Reviewing the development in society of the conditions for the satisfaction of the individual will to live, and to live in the best way conceivable, we see in the progress of moral ideas the progress of discovery of the most reasonable manner of ordering the life of the individual and the form of social institutions under the contemporary environment. It has already been pointed out that some kinds of anti-social action are so unreasonable, so obviously prejudicial to the attainment of the common end of conscious individuals, that we brand them unhesitatingly as insane. Instances suggested were extreme personal uncleanliness or dissipation, and extreme cruelty or blood-thirstiness. The reason why other anti-social or indirectly suicidal kinds of action are not yet classed as madness, though there is a steady tendency towards so treating them, is plainly that some activities of the individual, though hurtful to other citizens just as the activity of a pack of wolves or a predatory tribe is hurtful to adjacent societies, are commonly aimed at gratifying impulses and passions which are not yet grown so rare as blood-thirst, are not yet recognized as irrational or valueless, or even are acknowledged to be in their proper scope harmless, desirable, or necessary.

It is an established social convention (in England) that it is immoral to steal or to defraud. Only in very extreme cases do we account these pursuits as evidences of mania; for though injustice and dishonesty are incompatible with the health of society, and thus actually unreasonable and indirectly suicidal, the desires which prompt men to them are only at worst exaggerations of the desire for wealth or subsistence, which everyone recognizes as a necessary condition of the mere continuance of life. Nay, where the alternative is death for lack of subsistence, many consider that neither are immoral. At the other extreme, when the instinct prompts aggression in defiance of the conscious reason and without assignable purpose of gain, when Jean Valjean robs the little Savoyard, or a noble earl pockets the sugar-tongs, we speak of mental aberration or of kleptomania.
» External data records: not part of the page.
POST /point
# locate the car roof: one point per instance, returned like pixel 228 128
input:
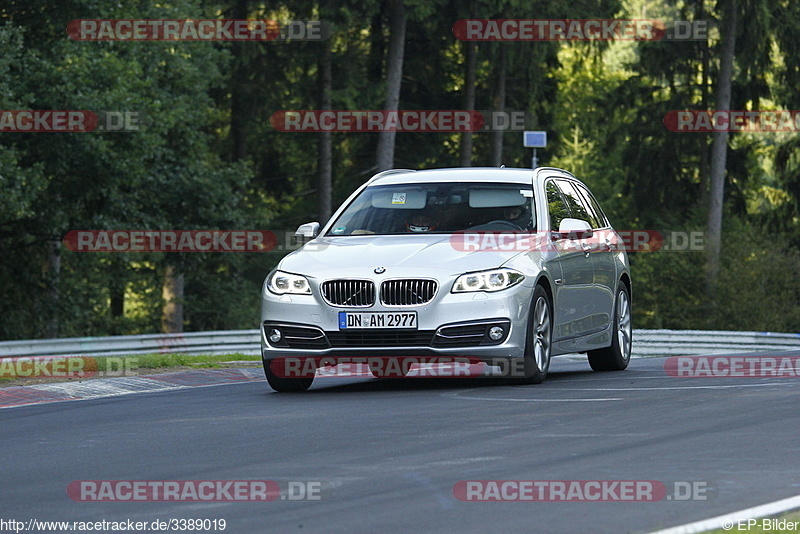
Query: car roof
pixel 461 174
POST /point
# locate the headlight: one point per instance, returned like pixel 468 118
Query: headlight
pixel 280 283
pixel 494 280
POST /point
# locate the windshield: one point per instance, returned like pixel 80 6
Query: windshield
pixel 438 208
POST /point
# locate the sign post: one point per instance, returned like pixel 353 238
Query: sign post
pixel 534 139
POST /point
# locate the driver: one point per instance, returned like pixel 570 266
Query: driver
pixel 421 223
pixel 518 215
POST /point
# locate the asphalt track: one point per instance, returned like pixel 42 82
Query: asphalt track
pixel 388 453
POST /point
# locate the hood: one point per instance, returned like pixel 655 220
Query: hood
pixel 401 255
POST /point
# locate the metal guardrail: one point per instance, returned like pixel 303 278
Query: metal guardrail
pixel 645 343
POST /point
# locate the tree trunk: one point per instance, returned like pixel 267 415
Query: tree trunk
pixel 172 294
pixel 499 104
pixel 394 75
pixel 471 53
pixel 239 111
pixel 325 178
pixel 53 289
pixel 719 148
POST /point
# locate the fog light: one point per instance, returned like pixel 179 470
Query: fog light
pixel 496 333
pixel 275 335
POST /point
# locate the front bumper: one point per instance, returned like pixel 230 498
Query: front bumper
pixel 451 325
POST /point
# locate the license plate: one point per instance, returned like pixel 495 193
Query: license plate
pixel 355 320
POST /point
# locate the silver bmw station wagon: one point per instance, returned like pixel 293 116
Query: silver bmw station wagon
pixel 498 266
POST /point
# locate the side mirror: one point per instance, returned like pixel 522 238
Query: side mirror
pixel 307 231
pixel 574 229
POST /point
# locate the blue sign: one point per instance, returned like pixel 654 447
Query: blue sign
pixel 534 139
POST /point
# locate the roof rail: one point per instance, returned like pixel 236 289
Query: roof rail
pixel 556 169
pixel 388 172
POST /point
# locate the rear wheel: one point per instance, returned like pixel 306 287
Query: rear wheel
pixel 285 384
pixel 617 356
pixel 539 343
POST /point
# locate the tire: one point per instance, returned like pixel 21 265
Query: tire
pixel 285 384
pixel 617 356
pixel 539 341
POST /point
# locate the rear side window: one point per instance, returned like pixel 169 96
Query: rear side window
pixel 578 205
pixel 594 206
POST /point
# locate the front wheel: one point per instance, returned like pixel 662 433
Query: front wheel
pixel 285 384
pixel 539 342
pixel 617 356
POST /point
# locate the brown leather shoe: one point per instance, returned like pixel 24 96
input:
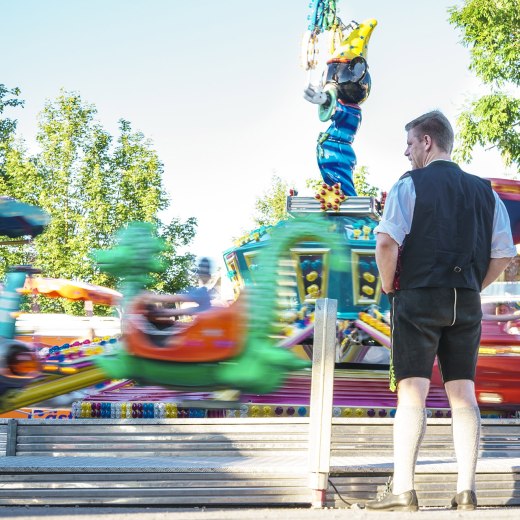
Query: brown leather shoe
pixel 465 501
pixel 406 501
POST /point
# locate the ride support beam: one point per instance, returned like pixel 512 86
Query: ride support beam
pixel 322 386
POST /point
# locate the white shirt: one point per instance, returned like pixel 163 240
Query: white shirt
pixel 398 215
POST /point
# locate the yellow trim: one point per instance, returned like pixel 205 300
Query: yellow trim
pixel 359 299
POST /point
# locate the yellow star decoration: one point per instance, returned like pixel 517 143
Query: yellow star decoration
pixel 330 197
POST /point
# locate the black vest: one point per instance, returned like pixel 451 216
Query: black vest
pixel 449 244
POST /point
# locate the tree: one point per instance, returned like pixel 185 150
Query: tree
pixel 7 125
pixel 492 31
pixel 91 184
pixel 271 206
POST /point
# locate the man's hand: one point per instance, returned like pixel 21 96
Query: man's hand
pixel 315 95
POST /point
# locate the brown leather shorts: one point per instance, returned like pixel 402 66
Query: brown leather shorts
pixel 435 321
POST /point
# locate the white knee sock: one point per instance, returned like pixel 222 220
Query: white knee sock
pixel 465 424
pixel 409 428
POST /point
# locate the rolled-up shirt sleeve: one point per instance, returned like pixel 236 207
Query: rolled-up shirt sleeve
pixel 398 212
pixel 501 239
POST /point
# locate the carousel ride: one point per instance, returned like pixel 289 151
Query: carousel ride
pixel 250 347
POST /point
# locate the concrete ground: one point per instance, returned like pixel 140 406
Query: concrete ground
pixel 282 513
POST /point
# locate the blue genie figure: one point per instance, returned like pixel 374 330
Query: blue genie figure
pixel 346 86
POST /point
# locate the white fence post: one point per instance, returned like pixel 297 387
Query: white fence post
pixel 322 386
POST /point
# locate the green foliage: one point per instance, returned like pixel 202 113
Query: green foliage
pixel 363 187
pixel 271 207
pixel 7 125
pixel 179 272
pixel 92 184
pixel 491 119
pixel 492 32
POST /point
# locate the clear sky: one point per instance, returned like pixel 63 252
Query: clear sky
pixel 217 86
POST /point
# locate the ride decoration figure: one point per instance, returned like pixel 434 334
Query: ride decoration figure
pixel 347 85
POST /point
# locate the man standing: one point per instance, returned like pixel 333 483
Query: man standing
pixel 444 236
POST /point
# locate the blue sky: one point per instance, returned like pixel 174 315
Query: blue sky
pixel 217 86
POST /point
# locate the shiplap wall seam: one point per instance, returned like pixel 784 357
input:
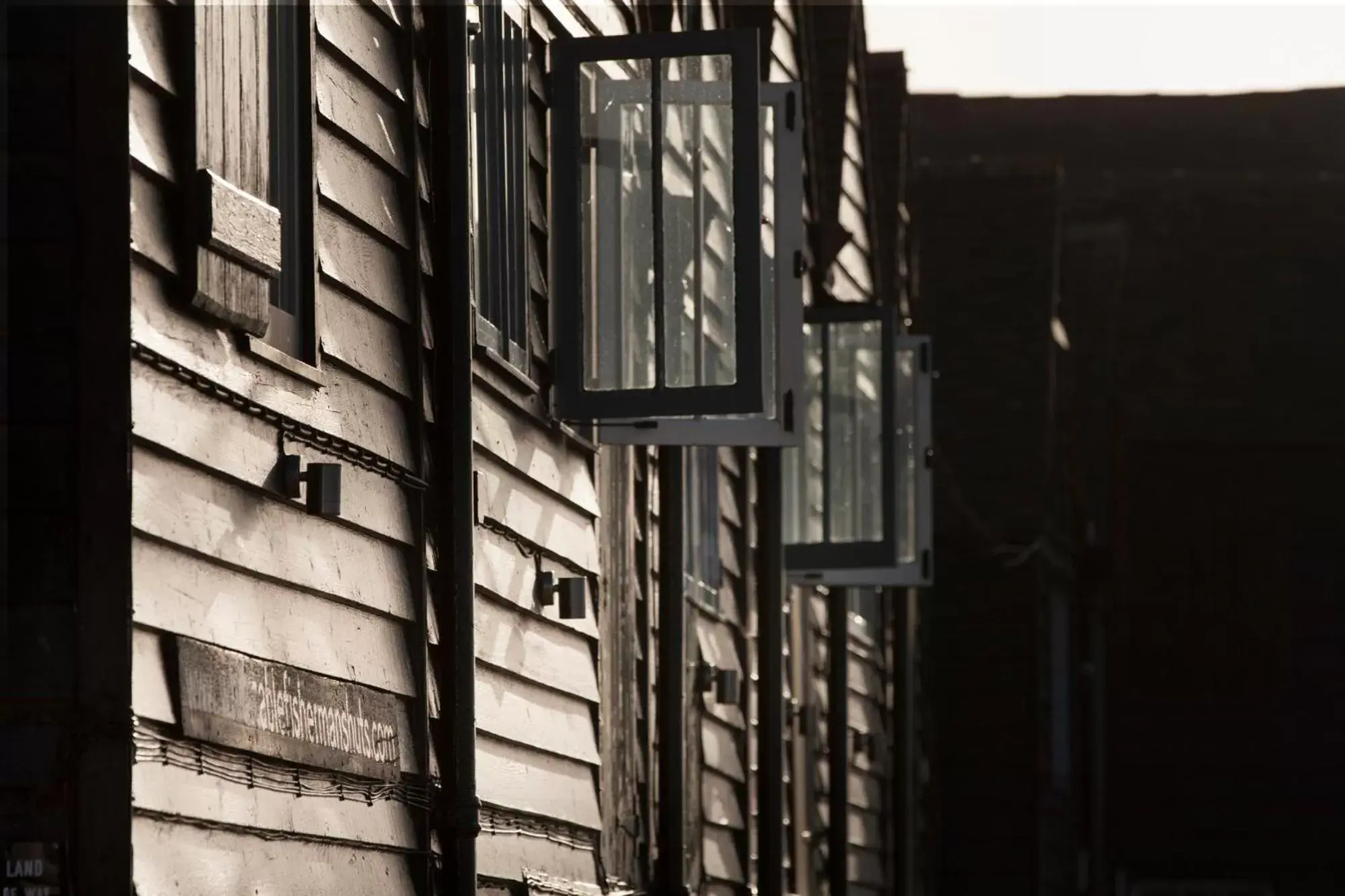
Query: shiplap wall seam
pixel 220 555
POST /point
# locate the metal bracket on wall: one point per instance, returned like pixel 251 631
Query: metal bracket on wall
pixel 323 482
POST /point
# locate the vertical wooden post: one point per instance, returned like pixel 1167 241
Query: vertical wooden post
pixel 839 739
pixel 771 674
pixel 670 709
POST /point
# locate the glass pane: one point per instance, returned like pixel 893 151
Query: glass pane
pixel 770 214
pixel 802 467
pixel 855 431
pixel 618 200
pixel 907 460
pixel 699 222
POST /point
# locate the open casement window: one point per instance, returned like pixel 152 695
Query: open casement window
pixel 657 213
pixel 498 79
pixel 237 252
pixel 293 178
pixel 782 288
pixel 857 494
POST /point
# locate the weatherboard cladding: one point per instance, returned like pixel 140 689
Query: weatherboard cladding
pixel 220 557
pixel 223 559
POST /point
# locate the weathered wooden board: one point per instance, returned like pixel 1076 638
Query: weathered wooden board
pixel 184 594
pixel 864 790
pixel 150 130
pixel 354 184
pixel 192 509
pixel 864 829
pixel 153 697
pixel 720 854
pixel 512 501
pixel 527 780
pixel 369 116
pixel 189 423
pixel 180 791
pixel 505 854
pixel 853 220
pixel 864 866
pixel 153 218
pixel 150 693
pixel 536 649
pixel 364 38
pixel 344 408
pixel 722 748
pixel 720 801
pixel 249 704
pixel 361 263
pixel 518 710
pixel 863 678
pixel 364 339
pixel 149 38
pixel 504 572
pixel 549 462
pixel 173 860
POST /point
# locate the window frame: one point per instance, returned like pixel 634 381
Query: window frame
pixel 876 563
pixel 291 122
pixel 574 401
pixel 783 428
pixel 500 225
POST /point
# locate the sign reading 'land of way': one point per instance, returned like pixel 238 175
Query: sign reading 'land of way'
pixel 251 704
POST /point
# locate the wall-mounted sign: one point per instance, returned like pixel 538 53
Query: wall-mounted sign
pixel 278 710
pixel 32 869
The case of self-defence is similar. Quarrelsomeness and violence are destructive of social existence, or at best impede its higher elaboration. But readiness of resentment and quickness of fist were for ages and ages necessities for individual survival; and for ages and ages more their kindred social qualities or spirit and valor were necessary for social survival, and accordingly ranked as virtues. The instruction to turn the other cheek to the smiter is even now, perhaps, an exaggeration of the precept commendable to Socialists when charged by the London police: to suffer one’s self to be killed without reason is clearly and unmistakably immoral. As the western world advances out of warfare into industry, more and more of what was once military virtue becomes immorality in the individual; until an habitual ferocity which might once have qualified its subject for chieftainship may nowadays consign him to penal servitude or Bedlam.